Fellow Redditors weighed in on where they believed the OP fell in this particular situation by declaring:
- NTA: Not the A**hole
- YTA: You’re the A**hole
- ESH: Everybody Sucks Here
- NAH: No A**holes Here
The Reddit community agreed that the OP was not the a**hole for ceasing to bake for their colleagues.
Everyone agreed that the OP might have been gifting their colleagues the baked goods, but was lending them the dishes, so it was impolite for them to always return them dirty to the OP, which many found particularly surprising coming from restaurant employees.
“NTA.”
“They work in restaurants, why are they returning dishes dirty?”- wishforeverafter
“HOGWASH.”
“It is not rude to expect the dishes to be cleaned.”
Who does that?”
“NTA.”- BengalBBQ
“NTA.”
“You’re not obligated to make desserts for them.”
“If you are making the effort then it’s basic manners to clean it and give back.”
“Not to mention they themselves said you should stop if you want clean dishes back.”-No_Competition7327
“NTA.”
“I believe there’s a difference between ‘treats’ and ‘gifts’.”
“It’s just common courtesy to clean a dish before returning it to someone.”
“They’re ungrateful slobs who don’t deserve any of your delicious treats.”- RoyallyOakie
“Sounds like the best solution.”
“NTA.”- luckyintrovert
“NTA.”
“Them not even being willing to at least RINSE the dish so it doesn’t get crusted is just stupid.”
“Though I was also raised you cleaned a dish when gifted food but that was typically if it was directly to a person or family, not a communal situation where it’s left in a common area for multiple ppl who don’t take it home to enjoy.”
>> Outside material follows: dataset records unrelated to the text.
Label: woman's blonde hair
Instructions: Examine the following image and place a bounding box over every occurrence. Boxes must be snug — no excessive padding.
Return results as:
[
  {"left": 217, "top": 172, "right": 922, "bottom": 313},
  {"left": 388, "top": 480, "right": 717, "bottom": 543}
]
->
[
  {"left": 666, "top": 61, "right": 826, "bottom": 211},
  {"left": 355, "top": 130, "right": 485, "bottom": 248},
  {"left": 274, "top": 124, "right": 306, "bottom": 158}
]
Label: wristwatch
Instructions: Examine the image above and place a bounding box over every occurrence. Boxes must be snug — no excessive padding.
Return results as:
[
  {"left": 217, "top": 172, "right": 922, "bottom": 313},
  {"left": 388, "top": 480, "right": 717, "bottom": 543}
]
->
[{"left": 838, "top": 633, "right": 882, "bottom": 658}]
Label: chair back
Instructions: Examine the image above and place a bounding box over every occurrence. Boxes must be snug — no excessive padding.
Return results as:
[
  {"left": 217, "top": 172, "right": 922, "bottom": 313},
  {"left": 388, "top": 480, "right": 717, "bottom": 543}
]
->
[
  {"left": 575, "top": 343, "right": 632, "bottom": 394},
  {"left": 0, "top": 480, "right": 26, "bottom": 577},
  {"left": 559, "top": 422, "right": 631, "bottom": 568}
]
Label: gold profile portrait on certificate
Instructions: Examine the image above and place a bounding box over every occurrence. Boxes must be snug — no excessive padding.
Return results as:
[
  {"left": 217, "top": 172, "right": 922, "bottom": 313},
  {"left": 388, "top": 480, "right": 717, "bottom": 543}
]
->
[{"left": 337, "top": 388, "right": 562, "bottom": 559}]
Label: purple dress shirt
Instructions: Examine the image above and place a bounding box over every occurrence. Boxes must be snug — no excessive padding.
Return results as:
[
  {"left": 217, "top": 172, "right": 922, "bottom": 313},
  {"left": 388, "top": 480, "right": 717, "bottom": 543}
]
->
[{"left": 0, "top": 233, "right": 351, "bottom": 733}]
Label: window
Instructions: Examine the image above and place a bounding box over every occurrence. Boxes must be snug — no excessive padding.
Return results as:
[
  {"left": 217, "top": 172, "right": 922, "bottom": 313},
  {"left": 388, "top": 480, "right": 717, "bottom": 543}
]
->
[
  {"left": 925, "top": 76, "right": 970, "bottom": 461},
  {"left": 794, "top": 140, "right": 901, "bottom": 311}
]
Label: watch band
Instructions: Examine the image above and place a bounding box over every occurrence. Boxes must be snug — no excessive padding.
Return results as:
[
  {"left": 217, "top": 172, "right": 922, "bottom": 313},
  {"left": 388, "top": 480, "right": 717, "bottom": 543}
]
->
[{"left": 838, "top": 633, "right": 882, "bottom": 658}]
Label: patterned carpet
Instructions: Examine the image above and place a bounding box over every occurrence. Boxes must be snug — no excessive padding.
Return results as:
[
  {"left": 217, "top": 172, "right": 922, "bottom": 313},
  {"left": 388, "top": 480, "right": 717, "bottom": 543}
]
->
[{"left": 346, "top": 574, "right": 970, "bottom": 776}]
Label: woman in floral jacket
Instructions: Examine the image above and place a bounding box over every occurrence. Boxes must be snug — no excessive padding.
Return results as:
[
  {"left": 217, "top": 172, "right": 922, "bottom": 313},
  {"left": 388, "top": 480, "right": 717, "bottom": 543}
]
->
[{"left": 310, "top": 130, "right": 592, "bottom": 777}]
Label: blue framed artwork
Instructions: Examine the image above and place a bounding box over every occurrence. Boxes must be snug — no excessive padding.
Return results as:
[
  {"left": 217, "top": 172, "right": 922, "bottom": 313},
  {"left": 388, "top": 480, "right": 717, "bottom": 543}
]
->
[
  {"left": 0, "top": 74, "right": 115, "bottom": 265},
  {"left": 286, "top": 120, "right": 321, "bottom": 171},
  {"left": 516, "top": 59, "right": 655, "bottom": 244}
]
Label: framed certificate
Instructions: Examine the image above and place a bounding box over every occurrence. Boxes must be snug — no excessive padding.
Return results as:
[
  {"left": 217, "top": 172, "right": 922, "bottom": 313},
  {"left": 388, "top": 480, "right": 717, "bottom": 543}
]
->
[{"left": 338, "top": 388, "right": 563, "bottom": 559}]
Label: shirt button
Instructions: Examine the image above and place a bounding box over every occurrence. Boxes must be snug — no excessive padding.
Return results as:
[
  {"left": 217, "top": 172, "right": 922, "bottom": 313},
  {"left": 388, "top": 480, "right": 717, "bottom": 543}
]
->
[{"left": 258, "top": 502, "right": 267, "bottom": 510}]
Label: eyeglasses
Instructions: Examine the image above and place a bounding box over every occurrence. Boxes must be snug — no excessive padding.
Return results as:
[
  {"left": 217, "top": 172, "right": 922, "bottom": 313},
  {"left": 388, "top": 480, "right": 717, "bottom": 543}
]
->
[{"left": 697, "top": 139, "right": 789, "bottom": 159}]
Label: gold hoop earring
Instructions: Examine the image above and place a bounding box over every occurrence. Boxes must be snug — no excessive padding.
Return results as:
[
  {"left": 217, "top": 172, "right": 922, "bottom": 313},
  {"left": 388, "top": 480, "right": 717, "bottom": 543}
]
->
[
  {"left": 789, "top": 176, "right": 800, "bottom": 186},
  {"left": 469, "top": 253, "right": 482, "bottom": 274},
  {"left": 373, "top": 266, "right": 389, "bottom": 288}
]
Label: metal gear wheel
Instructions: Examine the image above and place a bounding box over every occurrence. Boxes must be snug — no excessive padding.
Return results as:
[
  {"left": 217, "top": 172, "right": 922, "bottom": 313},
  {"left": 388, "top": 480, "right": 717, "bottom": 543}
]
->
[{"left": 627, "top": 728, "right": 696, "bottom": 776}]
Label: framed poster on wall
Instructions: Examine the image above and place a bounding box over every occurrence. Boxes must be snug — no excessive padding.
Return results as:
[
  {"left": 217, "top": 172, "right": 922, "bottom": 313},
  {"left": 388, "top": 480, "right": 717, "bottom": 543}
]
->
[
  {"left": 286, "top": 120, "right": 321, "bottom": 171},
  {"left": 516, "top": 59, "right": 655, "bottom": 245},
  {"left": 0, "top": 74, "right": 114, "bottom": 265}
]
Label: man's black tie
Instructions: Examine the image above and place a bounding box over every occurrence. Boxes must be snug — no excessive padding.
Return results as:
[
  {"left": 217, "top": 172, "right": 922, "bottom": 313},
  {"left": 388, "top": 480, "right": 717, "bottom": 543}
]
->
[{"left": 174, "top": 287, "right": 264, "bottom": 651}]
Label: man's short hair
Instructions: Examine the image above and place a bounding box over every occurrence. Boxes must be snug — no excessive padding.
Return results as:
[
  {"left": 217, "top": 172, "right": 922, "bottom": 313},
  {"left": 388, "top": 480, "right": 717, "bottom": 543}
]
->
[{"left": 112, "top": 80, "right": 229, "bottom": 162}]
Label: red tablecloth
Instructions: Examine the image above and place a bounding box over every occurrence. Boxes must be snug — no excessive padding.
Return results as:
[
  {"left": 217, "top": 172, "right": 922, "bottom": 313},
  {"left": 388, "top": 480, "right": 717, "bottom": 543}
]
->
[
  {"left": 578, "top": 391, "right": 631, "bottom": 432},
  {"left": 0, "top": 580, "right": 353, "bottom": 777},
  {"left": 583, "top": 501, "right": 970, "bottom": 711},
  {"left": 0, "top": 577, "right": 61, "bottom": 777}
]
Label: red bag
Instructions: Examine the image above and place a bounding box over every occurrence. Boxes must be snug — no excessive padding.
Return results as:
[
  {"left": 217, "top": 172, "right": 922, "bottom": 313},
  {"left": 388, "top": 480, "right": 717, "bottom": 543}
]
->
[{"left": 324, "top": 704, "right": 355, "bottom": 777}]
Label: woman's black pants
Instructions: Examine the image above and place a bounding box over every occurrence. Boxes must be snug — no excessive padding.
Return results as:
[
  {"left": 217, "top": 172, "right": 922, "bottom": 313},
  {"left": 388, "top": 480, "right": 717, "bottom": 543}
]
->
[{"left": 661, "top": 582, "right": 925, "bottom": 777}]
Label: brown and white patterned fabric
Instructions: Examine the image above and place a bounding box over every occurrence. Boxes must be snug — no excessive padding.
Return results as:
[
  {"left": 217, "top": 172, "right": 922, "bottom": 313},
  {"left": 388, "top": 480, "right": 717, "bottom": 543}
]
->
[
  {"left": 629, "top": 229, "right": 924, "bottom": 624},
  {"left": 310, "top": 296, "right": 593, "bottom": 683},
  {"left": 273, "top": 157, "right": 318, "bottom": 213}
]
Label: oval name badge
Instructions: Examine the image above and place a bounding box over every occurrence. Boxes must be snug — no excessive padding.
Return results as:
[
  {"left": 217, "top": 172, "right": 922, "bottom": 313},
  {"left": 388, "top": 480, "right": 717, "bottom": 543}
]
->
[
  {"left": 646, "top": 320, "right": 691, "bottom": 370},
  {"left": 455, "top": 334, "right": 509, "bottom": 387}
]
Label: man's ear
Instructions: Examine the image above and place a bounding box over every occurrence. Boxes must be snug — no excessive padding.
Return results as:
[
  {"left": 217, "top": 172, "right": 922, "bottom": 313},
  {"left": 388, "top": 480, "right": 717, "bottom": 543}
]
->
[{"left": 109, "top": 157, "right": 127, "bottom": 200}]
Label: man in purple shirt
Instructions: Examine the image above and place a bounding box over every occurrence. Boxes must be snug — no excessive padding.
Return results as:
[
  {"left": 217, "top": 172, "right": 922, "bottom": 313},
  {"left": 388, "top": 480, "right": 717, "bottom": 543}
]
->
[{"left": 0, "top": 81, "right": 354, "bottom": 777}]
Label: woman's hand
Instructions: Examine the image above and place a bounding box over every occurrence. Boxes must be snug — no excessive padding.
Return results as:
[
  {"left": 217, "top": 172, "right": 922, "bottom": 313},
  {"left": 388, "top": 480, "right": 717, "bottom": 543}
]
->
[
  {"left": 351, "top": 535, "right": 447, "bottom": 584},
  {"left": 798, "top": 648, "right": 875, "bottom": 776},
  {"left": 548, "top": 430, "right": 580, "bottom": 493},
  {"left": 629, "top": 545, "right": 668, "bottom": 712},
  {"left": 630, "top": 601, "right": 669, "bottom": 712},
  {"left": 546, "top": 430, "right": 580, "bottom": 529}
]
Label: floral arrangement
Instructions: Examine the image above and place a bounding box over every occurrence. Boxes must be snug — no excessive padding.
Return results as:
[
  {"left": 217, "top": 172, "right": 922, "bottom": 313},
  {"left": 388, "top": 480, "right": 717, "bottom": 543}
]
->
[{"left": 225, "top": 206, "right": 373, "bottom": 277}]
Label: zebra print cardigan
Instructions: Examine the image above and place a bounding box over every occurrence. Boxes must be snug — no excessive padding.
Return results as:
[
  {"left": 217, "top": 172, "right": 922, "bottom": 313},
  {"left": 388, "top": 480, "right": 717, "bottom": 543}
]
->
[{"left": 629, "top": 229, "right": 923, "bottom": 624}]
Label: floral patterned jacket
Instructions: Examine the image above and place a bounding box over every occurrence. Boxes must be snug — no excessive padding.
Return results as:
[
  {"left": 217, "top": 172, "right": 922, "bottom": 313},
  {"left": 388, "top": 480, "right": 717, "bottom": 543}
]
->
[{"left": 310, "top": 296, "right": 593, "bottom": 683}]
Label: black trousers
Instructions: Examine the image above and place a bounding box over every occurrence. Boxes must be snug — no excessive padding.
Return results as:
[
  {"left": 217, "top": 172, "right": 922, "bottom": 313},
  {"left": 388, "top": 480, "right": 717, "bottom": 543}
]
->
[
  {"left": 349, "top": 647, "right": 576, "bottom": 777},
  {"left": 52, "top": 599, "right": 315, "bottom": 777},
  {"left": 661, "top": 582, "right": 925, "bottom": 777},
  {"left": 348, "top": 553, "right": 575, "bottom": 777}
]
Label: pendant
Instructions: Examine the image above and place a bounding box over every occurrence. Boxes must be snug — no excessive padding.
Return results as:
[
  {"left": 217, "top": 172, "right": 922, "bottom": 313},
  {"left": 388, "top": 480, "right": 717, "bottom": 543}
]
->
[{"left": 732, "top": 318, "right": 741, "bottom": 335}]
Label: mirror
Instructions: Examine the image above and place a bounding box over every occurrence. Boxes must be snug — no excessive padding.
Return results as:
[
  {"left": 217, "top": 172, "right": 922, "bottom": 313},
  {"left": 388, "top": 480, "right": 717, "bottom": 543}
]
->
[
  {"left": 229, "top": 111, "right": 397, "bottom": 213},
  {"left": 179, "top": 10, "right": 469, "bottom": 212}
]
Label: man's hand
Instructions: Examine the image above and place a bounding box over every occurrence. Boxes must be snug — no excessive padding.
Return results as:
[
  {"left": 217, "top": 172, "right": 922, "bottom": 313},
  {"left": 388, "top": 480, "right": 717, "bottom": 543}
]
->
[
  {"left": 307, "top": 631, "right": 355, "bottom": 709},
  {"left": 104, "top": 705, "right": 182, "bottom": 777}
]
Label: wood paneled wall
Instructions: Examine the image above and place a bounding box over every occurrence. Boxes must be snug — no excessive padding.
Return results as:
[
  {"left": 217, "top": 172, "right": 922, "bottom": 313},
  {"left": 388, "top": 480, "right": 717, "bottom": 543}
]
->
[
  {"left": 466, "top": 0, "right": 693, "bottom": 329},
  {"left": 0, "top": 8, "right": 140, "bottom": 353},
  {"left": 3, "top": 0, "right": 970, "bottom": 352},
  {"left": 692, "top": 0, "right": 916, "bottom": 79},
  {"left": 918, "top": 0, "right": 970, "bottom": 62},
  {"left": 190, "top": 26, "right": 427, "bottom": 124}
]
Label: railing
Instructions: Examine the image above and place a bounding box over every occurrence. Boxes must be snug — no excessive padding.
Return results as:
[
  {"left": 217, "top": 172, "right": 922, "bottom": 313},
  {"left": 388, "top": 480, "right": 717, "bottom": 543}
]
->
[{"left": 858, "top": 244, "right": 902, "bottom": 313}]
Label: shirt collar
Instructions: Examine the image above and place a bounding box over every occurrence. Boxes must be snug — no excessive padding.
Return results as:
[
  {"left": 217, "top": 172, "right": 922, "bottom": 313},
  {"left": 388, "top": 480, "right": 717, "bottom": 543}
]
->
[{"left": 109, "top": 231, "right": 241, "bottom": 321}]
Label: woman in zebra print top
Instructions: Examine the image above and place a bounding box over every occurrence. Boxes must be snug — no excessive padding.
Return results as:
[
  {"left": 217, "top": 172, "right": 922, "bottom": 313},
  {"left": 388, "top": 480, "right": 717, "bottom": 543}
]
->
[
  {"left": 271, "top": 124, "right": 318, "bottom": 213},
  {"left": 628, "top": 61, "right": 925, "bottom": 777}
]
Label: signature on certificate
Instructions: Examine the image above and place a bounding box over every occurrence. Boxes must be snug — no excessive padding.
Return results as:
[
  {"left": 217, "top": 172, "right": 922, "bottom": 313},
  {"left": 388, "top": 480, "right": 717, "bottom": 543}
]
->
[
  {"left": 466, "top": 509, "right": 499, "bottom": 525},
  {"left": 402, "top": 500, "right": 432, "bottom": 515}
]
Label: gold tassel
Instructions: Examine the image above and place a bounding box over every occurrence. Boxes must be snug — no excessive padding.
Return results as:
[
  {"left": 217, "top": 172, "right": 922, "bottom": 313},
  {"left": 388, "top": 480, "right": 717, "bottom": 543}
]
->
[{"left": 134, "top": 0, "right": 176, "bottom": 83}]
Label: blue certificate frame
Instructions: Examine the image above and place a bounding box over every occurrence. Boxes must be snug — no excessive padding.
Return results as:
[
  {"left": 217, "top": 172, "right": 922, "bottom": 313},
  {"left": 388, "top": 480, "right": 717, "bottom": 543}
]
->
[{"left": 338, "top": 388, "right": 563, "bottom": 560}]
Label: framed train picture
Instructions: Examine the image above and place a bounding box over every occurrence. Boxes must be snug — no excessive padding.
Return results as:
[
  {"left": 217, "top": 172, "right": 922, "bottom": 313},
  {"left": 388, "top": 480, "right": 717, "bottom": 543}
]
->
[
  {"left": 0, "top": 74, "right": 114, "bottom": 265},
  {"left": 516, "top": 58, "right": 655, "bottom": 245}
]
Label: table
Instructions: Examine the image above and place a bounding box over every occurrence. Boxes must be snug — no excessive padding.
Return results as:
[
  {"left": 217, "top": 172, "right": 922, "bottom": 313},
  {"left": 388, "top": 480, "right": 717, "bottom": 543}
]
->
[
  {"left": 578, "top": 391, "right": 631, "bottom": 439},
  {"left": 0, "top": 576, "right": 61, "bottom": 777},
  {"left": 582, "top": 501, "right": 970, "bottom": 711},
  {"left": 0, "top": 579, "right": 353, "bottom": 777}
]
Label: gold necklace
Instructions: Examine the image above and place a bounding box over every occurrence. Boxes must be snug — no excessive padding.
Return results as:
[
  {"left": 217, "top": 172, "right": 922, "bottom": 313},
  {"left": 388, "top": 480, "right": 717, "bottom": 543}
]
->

“So I’m not sure how the two situations might conflict.”
“Your coworkers should still be showing some appreciation for you in the very simple gesture of cleaning the dish that’d take like.”
“2 mins for the last person who gets the last of the food to clean it.”
“It costs them nothing to show that sliver of gratitude.”
“If I were you, I’d just stop making them food.”- PollyWallyFrog
“NTA.”
“Fellow baker who used to love to bake and bring treats to work.”
“Do not make these ungrateful AH anything ever again.”
“If you have friends at work you wanna treat, bring them small individual servings.”
“I stopped baking for work after entitles AH at two different jobs starting acting like they were owed my time, efforts and money.”
“One place decided to heavily suggest a 7 layer rainbow cake decorated like a leprechaun hate.”
“The other place my boss decided to start demanding a certain desert so I could get a vacation day off to bake before Thanksgiving, though I always worked black Friday.”
“Entitled people ruin it for everyone and take the joy out of baking.”- Aligirl520
“NTA.”
“I think your servers were brought in a barn!”
“I would be mortified to return a dish dirty, so lazy and rude!”- ParamedicSilent2097
“NTA.”
“It’s rude to return dishes that have not been washed.”
“Your co-worker said it ‘You shouldn’t bother making food for them at all’.”
“You are not obligated to bestow your baking talents on anyone, but especially not on ingrates who are dirty.”- choc0kitty
“NTA for expecting glass baking dishes to be returned clean, but getting into it with coworkers over the subject wasn’t wise.”
“Part of the issue may have been that the baked goods was a gift for everyone, so it wasn’t one person’s responsibility to return it to you.”
“If you brought a casserole to my house, I would be washing the baking dish and returning it.”
“At your work, there wasn’t one person to take responsibility for returning it to you and cleaning it first.”
“Common sense would dictate that the person who ate the last piece put the dish in the dishwasher, soak it in the sink, etc as they should throw away the box if it was a dozen donuts.”
“What bothers me most in this case is that it’s a restaurant.”
“They have dishwashers, both the machines and people designated to do the job.”
‘Why can’t someone get the dish washed ?”- JazzyKnowsBest13
“NTA.”
“Don’t bite the hand that feeds you.”- thevoiceofreason5
It seems pretty shallow indeed for the OP’s colleagues to be angry at her when they literally took their suggestion to stop baking.
But seeing as they would eat the OP’s offerings without a moment’s hesitation, maybe it will only take a matter of days for them to reconsider their actions, and return the OP’s dishes cleaner than they found them.
Which, seeing how much they love baking, will likely make the OP very happy as well.